Population (31 December 2020)
- • Total: 2,247
- • Density: 1,420/km^{2} (3,680/sq mi)
- Time zone: UTC+1 (CET)
- • Summer (DST): UTC+2 (CEST)

= Örbyhus =

Örbyhus is a locality situated in Tierp Municipality, Uppsala County, Sweden with 2,153 inhabitants in 2018.

Örbyhus Castle, located a few kilometers from the village, is where king Eric XIV of Sweden was imprisoned until his death from arsenic poisoning on 26 February 1577.

==History==
Libbarbo was a farm property located south of what is now Örbyhus, dating back to the 13th century. In the 1820s Libbarbo was a large farm with a number of buildings as well as a croft for a croft soldier.

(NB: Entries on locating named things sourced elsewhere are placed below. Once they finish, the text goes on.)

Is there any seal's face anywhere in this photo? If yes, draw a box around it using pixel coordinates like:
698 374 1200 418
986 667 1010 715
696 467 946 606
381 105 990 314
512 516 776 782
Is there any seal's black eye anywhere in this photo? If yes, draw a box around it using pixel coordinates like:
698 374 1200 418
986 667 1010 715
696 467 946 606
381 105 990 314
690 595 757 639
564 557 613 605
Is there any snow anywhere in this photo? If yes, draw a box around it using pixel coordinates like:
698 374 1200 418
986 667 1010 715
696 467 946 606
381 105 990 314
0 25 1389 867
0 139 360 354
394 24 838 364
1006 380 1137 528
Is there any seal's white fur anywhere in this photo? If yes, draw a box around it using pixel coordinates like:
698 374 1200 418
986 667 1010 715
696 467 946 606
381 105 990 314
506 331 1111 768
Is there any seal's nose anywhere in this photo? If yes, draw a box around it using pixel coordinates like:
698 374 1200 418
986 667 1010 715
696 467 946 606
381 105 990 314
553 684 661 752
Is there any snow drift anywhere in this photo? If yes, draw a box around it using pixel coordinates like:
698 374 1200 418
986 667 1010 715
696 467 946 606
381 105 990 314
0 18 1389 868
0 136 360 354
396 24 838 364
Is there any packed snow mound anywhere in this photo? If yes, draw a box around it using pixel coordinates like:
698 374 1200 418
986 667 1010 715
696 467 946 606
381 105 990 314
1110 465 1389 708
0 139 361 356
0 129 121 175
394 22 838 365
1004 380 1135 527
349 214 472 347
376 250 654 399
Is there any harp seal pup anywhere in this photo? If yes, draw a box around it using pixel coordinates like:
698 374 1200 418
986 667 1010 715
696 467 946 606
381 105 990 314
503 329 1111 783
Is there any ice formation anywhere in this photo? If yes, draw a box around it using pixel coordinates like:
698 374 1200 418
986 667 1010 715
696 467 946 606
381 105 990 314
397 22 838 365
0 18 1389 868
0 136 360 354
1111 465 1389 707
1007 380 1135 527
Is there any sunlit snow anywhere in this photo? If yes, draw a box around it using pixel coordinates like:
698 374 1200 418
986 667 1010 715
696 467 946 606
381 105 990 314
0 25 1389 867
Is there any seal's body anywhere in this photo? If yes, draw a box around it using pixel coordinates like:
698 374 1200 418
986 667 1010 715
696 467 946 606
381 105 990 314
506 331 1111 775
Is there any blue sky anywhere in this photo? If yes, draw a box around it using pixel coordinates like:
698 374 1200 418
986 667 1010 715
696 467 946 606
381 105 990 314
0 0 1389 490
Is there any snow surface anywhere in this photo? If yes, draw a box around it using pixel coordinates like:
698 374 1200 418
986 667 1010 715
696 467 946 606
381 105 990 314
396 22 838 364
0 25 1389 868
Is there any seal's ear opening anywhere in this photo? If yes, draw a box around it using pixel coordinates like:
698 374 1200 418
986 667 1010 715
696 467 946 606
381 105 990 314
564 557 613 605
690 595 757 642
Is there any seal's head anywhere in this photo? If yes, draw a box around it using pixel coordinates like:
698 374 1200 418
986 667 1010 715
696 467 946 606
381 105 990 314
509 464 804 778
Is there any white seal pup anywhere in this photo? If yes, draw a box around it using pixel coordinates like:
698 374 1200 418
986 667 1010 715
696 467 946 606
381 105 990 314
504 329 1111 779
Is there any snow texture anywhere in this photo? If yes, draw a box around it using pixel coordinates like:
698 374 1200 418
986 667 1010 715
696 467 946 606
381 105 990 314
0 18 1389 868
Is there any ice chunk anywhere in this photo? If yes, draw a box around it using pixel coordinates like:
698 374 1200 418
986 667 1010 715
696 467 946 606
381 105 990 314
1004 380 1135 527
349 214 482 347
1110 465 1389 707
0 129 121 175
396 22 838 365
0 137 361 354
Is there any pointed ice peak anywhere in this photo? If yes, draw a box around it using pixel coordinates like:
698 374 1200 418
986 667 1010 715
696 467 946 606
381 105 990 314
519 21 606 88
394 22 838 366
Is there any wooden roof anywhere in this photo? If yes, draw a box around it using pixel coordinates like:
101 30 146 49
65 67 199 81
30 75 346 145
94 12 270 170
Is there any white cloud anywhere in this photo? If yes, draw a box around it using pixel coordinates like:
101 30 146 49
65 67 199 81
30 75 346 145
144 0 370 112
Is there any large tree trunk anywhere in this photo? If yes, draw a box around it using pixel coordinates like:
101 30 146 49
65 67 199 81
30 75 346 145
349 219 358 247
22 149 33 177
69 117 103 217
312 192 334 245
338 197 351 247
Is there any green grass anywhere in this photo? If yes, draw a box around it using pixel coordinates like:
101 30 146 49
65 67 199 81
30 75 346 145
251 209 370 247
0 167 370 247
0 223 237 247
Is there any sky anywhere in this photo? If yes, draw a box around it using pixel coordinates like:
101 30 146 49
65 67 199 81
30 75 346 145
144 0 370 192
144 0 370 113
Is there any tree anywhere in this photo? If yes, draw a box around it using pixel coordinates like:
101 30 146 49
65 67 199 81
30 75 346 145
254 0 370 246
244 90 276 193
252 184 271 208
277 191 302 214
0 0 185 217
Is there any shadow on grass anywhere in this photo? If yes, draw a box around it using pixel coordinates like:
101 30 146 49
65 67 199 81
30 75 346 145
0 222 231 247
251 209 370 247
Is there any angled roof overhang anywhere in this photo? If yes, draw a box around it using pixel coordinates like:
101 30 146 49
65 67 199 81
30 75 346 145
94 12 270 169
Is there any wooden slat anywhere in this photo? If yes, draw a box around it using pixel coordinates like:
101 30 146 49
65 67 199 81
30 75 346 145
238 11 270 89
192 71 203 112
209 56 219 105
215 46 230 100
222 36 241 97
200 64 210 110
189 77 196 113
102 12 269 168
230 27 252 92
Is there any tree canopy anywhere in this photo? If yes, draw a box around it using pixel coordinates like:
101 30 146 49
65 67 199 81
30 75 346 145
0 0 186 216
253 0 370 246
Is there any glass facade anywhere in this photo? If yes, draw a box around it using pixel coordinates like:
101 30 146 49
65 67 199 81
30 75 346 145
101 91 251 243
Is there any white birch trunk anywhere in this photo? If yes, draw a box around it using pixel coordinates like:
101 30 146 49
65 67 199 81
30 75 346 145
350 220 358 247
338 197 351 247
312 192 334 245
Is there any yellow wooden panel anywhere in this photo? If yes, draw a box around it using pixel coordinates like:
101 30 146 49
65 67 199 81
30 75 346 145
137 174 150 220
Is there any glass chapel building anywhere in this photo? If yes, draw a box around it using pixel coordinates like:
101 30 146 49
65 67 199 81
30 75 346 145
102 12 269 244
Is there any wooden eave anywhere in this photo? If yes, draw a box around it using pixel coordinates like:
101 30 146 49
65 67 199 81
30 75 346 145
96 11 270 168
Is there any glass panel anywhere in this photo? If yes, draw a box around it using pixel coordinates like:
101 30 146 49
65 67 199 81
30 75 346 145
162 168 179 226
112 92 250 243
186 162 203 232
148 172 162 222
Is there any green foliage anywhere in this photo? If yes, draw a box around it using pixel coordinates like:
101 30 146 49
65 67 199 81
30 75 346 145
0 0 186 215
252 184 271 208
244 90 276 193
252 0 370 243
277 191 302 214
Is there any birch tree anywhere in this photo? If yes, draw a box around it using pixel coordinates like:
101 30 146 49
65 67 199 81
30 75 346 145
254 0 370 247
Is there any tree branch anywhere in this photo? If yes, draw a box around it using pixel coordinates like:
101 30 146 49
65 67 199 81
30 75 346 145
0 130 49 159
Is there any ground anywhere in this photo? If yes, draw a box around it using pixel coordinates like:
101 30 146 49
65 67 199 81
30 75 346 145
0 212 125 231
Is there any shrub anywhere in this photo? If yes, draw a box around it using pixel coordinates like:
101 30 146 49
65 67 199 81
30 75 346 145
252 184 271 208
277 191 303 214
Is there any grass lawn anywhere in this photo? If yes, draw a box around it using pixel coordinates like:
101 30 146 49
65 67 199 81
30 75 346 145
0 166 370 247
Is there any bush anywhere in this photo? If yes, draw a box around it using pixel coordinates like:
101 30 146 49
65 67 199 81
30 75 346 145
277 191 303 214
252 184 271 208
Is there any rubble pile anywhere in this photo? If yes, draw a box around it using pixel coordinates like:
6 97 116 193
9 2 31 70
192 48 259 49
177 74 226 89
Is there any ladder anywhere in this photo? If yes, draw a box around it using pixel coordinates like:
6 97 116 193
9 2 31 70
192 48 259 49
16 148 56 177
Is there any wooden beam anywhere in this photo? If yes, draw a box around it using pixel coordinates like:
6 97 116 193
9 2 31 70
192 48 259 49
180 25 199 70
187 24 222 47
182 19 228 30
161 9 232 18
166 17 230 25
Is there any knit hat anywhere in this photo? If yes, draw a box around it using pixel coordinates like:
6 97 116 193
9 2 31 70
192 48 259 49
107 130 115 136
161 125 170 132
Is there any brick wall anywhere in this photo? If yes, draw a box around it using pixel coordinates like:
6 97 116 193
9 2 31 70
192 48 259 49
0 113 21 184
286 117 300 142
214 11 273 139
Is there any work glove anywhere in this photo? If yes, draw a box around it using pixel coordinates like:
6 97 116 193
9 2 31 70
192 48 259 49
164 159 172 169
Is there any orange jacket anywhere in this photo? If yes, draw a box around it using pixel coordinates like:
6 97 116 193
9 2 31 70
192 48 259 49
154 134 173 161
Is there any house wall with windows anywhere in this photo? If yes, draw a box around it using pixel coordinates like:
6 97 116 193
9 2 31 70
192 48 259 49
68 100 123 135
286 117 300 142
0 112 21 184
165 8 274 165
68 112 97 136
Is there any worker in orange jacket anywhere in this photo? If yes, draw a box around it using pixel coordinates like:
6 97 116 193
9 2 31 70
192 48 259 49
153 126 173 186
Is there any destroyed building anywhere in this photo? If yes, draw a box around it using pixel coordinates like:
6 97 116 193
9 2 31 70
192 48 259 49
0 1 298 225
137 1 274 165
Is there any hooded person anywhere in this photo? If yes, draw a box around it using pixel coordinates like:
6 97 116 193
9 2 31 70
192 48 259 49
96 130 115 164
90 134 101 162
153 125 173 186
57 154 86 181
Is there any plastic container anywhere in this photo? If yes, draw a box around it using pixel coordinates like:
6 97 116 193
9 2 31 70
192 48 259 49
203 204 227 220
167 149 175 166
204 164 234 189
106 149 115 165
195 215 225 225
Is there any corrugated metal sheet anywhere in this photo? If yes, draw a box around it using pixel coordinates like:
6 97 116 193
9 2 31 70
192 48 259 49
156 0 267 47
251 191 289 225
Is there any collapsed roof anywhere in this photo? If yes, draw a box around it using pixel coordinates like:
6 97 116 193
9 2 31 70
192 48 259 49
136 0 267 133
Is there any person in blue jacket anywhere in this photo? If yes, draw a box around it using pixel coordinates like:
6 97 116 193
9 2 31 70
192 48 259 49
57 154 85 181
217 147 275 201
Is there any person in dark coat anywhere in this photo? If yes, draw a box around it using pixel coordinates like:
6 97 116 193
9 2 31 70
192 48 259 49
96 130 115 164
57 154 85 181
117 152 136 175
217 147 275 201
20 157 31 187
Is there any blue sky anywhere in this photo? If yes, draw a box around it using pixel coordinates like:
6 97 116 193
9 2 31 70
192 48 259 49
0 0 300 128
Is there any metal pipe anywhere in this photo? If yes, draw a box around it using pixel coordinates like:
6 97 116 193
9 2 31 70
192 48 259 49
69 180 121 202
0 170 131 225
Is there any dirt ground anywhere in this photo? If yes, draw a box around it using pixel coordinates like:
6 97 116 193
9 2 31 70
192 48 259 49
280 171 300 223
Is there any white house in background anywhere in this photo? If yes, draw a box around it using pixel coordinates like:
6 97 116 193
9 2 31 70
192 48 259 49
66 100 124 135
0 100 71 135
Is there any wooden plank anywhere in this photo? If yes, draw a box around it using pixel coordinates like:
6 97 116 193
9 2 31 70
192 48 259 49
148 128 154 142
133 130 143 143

In 1874, a railway station on the new railroad which connected Stockholm with Gävle was built, and formed the nucleus of the new village Örbyhus. The politician Balzar von Platen (son of the naval officer Balzar von Platen, who constructed Göta Canal) was Count of Örbyhus Castle at the time, and he may have influenced the placement of the station.

Several factories and other industries were built in Örbyhus in the early 20th century: a steam sawmill, two bed factories, and a manufacturer of harrows and other farm equipment. Bröderna Larssons Snickeri- & Skidfabrik, a ski manufacturer which also made garden furniture, kick sleds and toboggans, was built in 1905, and Örbyhus also had two textile factories in the first half of the 20th century.